Nesta série de reportagens propostas pelo Jornal DaquiBH, mostraremos a diversidade de pessoas que vivem, trabalham ou transitam pelo bairro. Nosso objetivo é contribuir com uma visão diversa e aproximada dos personagens que participam da vida local. É uma homenagem às pessoas que constroem nossa sociedade, que participam da história da cidade e que compõem o panorama da população desta região belo-horizontina.

Seu Aílton, um chaveiro que acompanhou o desenvolvimento do Buritis

Seu Aílton, em frente ao seu posto de trabalho, em mais um dia intenso de atividades. Foto: Amanda Alves.

Hoje nós conhecemos Ailton Pereira de Amorin, um chaveiro que está na profissão há quarenta anos, e trabalha no Buritis há dois, ao lado de uma banca na Av. Mário Werneck. Seu Ailton mora no Estrela Dalva, bairro vizinho do Buritis. Quando iniciou no trabalho, aqui na região, “era só mato”. Ele viu, literalmente, os bairros nascerem e crescerem. Sua mãe veio do interior, da cidade de Paraopebas, e seu pai nasceu em Belo Horizonte.

Seu Ailton conta que aprendeu a profissão com seu irmão. A família parece ter estabelecido uma tradição: ao todo, são cinco chaveiros. Seus equipamentos de trabalho também foram herança. Uma das máquinas que ele utiliza, por exemplo, tem mais de 20 anos. Os filhos de seu Ailton, no entanto, não se interessaram em seguir a profissão do pai e, atualmente, trabalham como motoristas de aplicativo. Além de chaveiro, Seu Ailton é funcionário do Minas Tênis Clube, onde cumpre jornada das 22:00 as 6:00, de segunda a sábado.

A história de seu Ailton remete a um tempo que está em lenta desaparição. O da profissão familiar, transmitida por gerações. Das máquinas e instrumentos de trabalho que duram décadas e que, no lugar de serem substituídas, são reparadas e continuam na função. E das pessoas que testemunharam o nascimento deste bairro que hoje é um dos mais populosos e dinâmicos de Belo Horizonte.

Temtem: o vendedor rapper que ajudou a construir o bairro

TemTem, em frente ao seu camelô, na avenida Mário Werneck. Foto: Amanda Alves.

Nosso segundo personagem é José Martins da Silva, o Temtem, um camelô que vende suas mercadorias também na avenida Mário Werneck. Temtem é rapper, com mais de 20 composições autorais e trabalha como vendedor informal no Buritis há quase dois anos. A função que exerce, hoje, nas ruas, foi consequência de uma operação pente fino no INSS executada pelo governo federal em agosto de 2021. Temtem, diagnosticado como pessoa com esquizofrenia, teve sua pensão cortada e foi obrigado a buscar uma renda alternativa.

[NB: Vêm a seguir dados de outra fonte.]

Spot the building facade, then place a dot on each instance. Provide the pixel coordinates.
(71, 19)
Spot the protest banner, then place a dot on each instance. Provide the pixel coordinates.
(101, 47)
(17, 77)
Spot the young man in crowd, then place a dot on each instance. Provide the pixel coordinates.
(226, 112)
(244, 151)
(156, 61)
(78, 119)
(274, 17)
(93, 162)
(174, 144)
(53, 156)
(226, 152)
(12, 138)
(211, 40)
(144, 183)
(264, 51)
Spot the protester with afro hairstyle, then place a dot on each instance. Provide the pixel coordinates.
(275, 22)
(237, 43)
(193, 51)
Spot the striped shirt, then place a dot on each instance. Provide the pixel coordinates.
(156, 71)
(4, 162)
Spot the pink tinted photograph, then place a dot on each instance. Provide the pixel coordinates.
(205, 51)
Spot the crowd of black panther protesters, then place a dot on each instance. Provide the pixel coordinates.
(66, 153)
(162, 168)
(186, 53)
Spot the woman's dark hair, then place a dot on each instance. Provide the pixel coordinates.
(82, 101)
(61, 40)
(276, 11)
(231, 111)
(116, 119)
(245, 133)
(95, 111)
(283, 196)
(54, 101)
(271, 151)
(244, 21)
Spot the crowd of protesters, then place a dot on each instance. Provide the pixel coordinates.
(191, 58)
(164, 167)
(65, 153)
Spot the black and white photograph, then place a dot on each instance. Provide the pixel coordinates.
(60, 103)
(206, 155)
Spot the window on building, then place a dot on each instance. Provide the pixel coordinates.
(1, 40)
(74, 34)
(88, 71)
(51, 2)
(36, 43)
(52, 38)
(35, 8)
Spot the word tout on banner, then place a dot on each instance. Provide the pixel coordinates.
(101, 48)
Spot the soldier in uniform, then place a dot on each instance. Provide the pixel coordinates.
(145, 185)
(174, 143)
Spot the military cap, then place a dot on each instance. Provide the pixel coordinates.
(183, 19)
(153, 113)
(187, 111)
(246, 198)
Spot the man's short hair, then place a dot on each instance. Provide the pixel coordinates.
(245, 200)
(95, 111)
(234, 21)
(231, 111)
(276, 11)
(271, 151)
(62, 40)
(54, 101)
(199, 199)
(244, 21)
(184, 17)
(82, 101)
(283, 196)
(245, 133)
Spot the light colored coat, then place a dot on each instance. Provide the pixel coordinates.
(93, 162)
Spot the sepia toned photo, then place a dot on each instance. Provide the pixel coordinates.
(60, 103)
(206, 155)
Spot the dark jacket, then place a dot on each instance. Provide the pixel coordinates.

“Eu ajudei a construir a maioria desses prédios”, conta Temtem sobre o trabalho na construção civil, que exerceu quando criança e adolescente. Casado, com 51 anos, ele também é pai de duas filhas, uma de 25 anos e a outra de 28. Trabalhar com algo que não ocupe muito a mente é um desejo seu para os próximos anos, porque o stress agrava os efeitos da esquizofrenia. Apesar de ser algo comum entre crianças, Temtem nunca teve uma definição exata do que gostaria de fazer no futuro.

O rap a seguir é de sua autoria. O primeiro de uma série de 20, quando buscava estratégias para vender seus produtos nas ruas. O texto é foi exatamente o que consolidou seu apelido.

RAP DO TEMTEM

A você que me ouve te convido, vem,

E dê uma atenção pra banca do Temtem,

Vem e dê uma olhada é sem compromisso,

O que importa é a educação, te admiro por isso,

Temtem o melhor preço na mercadoria,

Temtem vende barato toda hora e todo dia

Temtem tem pilha, Temtem tem fone,

Tem cabo USB tem tem microfone,

Tem tem mercadoria que te quebra o galho,

Tem até despertador pra te acordar pro trabalho.

Temtem tem brinco de pedrinha e de pedrão

Se não quer furar orelha também tem brinco de pressão

Temtem tem piercing, cartilagem e sobrancelha,

E tem alargador pra qualquer furo de orelha.